Each year for Remembrance Day I wear my homemade white peace poppy along side my red poppy, so that not only am I remembering all the soldiers who died for a cause, but also all the civilians, animals and nature, who had no choice in being involved in a political conflict. In the past I have been criticized for my choice to wear a peace poppy, but this year I feel more confident thanks to my administrator who shares my views. She wore her own crocheted peace poppy, brought peace poppies for staff to wear and shared on line resources to use with our classes.

My thoughts in previous years can be read here and here.

I am always trepidatious discussing the peace poppies and the impact of war beyond soldiers because I have been told it is disrespectful to soldiers. I am still unclear how advocating for peace and safety for all in any way diminishes the sacrifices of soldiers. I believe that it only serves humanity to discuss the impact of war upon everyone, including the environment. If we do not truly see war for what it is, for the true impact that it has, we are not doing everything we can to ensure that it will not happen again. But this year I felt emboldened by the actions of my administrator, and teacher librarian who read picture books with my class focussing on the impact of war upon animals. I also had a great conversation with another colleague who discussed the origins of the peace poppy movement with her class and how it started with mothers in the UK who were tired of seeing their husbands and sons die in wars.

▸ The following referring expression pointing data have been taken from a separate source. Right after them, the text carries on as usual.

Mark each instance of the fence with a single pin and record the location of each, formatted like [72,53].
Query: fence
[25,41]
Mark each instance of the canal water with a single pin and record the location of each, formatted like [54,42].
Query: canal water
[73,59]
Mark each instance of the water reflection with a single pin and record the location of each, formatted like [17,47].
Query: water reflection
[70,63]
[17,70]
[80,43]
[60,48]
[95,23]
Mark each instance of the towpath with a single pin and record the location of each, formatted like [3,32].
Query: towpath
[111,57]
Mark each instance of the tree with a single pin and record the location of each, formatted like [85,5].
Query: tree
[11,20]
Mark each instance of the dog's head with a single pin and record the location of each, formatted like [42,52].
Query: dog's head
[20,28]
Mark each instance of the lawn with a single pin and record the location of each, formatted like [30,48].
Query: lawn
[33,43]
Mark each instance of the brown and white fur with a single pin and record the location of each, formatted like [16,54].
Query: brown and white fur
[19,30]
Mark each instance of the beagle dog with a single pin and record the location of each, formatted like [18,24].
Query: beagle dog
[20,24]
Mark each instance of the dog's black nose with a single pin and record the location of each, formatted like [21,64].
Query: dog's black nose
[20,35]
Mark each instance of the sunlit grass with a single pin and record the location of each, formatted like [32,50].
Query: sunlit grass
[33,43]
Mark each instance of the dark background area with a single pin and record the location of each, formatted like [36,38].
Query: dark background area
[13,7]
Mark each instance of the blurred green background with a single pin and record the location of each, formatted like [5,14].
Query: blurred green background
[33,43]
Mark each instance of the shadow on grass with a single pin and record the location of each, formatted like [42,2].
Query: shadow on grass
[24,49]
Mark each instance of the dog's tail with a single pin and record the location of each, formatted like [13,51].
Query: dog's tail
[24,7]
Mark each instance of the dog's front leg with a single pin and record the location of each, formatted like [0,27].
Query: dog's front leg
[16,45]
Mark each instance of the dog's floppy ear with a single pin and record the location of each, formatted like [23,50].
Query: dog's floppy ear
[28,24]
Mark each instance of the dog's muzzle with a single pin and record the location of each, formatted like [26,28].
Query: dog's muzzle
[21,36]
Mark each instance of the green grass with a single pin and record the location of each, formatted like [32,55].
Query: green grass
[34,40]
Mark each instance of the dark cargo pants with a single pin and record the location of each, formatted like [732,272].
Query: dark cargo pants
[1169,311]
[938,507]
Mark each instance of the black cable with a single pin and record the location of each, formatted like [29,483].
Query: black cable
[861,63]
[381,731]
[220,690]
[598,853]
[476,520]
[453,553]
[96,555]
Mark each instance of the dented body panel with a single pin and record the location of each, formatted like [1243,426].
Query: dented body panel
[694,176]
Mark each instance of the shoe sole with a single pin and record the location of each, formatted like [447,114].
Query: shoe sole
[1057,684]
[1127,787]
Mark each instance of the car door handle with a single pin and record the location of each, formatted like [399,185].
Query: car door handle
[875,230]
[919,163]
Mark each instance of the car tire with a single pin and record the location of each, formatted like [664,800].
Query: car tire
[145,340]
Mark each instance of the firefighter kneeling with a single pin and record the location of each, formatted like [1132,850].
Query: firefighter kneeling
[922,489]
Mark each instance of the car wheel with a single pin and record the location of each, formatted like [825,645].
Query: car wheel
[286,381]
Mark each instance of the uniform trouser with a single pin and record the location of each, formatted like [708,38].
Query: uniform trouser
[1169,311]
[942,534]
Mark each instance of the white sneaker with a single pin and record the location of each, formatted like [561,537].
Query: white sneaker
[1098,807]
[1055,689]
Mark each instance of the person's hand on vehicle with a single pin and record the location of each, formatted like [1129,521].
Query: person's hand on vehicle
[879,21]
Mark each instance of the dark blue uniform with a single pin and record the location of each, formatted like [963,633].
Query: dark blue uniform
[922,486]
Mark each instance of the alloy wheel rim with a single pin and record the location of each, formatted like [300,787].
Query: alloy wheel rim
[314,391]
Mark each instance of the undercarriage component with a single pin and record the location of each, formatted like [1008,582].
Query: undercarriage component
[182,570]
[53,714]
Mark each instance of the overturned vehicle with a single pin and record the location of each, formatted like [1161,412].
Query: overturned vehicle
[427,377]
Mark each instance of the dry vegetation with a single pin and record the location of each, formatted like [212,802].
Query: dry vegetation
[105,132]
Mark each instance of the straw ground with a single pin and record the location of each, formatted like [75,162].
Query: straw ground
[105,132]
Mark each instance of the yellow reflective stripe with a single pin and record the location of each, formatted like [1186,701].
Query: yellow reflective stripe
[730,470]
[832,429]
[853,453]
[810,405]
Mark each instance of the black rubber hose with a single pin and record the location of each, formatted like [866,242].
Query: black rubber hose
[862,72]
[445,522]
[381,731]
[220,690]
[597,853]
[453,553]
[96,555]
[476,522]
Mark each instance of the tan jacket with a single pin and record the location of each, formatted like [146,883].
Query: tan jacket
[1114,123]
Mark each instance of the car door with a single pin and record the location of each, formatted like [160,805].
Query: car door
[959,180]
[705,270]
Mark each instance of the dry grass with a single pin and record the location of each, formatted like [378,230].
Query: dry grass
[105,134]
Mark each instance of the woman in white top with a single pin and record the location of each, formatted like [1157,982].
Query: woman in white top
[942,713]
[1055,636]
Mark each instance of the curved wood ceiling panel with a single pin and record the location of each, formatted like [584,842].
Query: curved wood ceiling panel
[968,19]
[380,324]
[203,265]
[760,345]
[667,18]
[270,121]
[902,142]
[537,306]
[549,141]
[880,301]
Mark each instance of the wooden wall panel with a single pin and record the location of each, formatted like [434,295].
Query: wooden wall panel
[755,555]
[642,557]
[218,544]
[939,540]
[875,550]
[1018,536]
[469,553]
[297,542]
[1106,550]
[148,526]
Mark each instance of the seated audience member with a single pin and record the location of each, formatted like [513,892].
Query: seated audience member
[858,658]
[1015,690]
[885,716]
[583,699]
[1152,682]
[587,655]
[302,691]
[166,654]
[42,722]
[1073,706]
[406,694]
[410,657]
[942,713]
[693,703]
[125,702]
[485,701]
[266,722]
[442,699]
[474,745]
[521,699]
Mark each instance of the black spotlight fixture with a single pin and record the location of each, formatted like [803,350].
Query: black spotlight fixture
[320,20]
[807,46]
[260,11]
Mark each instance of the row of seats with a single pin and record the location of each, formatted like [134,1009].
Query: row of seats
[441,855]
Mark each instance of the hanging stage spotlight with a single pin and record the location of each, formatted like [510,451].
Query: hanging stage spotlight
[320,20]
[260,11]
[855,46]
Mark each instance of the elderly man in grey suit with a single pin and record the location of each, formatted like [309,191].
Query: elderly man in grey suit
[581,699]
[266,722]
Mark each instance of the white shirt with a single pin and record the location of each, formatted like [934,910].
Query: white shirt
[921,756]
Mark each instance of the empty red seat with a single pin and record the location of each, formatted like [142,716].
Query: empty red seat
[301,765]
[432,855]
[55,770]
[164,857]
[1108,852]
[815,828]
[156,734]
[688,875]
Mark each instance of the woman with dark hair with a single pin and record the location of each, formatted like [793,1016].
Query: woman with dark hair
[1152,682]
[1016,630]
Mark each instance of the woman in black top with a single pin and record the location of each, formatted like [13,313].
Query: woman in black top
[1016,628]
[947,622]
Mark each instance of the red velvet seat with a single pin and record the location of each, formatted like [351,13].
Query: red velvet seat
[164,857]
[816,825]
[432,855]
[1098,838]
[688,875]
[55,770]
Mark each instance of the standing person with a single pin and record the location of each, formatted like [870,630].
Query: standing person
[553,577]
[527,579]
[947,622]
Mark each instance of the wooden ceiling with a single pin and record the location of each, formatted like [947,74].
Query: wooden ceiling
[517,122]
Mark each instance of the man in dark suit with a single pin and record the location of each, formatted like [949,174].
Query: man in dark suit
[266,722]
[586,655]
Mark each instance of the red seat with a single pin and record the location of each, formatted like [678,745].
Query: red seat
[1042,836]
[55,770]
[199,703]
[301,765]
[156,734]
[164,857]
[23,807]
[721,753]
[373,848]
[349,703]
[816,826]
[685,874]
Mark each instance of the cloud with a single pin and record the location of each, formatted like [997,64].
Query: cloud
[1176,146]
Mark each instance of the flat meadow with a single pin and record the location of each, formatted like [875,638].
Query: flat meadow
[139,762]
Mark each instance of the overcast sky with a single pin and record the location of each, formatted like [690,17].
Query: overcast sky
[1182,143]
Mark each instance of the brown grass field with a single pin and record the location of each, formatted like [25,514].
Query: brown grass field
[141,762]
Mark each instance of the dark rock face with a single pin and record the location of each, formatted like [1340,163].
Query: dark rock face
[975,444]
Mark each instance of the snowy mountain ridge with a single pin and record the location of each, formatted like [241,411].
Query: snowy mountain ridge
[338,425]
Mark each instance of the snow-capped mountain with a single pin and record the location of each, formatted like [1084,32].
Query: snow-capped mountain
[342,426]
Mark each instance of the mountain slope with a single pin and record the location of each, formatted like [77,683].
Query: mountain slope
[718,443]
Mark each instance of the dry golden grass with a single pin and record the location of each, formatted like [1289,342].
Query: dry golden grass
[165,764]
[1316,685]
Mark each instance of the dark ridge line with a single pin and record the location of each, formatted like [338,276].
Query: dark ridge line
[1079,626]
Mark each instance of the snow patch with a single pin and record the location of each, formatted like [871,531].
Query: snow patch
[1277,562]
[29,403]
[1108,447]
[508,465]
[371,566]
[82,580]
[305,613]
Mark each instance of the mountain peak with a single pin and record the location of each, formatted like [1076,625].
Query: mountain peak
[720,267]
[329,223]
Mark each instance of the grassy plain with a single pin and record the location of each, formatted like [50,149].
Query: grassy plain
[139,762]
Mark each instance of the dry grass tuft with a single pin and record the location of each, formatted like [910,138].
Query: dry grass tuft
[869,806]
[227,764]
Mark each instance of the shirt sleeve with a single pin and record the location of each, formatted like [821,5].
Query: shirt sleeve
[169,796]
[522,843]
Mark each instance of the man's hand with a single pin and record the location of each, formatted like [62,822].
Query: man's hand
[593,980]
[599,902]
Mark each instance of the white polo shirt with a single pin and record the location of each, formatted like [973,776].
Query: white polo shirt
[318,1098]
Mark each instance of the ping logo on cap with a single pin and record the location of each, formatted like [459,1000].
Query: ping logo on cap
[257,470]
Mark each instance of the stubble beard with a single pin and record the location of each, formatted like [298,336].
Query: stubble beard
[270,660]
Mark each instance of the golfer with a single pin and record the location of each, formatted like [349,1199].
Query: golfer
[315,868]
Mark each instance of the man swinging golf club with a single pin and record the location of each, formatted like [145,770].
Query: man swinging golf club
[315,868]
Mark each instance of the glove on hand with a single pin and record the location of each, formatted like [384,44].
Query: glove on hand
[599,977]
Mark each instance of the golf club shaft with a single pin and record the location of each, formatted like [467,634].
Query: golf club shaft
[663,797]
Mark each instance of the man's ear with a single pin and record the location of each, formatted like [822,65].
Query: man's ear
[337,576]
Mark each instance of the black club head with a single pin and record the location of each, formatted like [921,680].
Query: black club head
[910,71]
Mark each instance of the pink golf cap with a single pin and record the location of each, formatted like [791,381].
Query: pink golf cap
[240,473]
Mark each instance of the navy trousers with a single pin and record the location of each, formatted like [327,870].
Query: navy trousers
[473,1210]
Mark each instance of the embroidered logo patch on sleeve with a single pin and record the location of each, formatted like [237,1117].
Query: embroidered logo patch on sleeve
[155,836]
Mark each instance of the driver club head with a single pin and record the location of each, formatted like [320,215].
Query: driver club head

As with previous years, I used the peace poppy web site to discuss these issues with my class, as well as looking at images of the aftermath of battles and the destruction of the environment. Then we made our own paper peace poppies to wear alongside the red poppies.

The list of countries represented in my
school's parade of nations. 

I am especially proud of my school and colleagues for the wonderful job they do with the Remembrance Day ceremony and its focus on peace. Each year my colleague organizes a parade of nations to highlight the countries of origin for our multicultural community. I always have goosebumps watching the children proudly walk down the gym holding the name of their home country, some wearing clothing symbolizing their culture. We are from all over this world, but we are all of THIS world, living together, and it is for the good of all that we see beyond national boundaries and geopolitical battles and connect with one another. I always look forward to it.

I borrowed a student's hat from Kyrgyzstan
after the parade of nations for a quick selfie.
My peace poppy is hidden underneath my hair.

So today I will not forget the deep psychological sacrifices my grandfather made in World War II as an RAF navigator, nor will I forget all the women and children around the world who are raped as way to create terror in war-torn communities, the innocent families who are torn apart, and the fertile land that is destroyed by toxic warfare, land mines and drone attacks.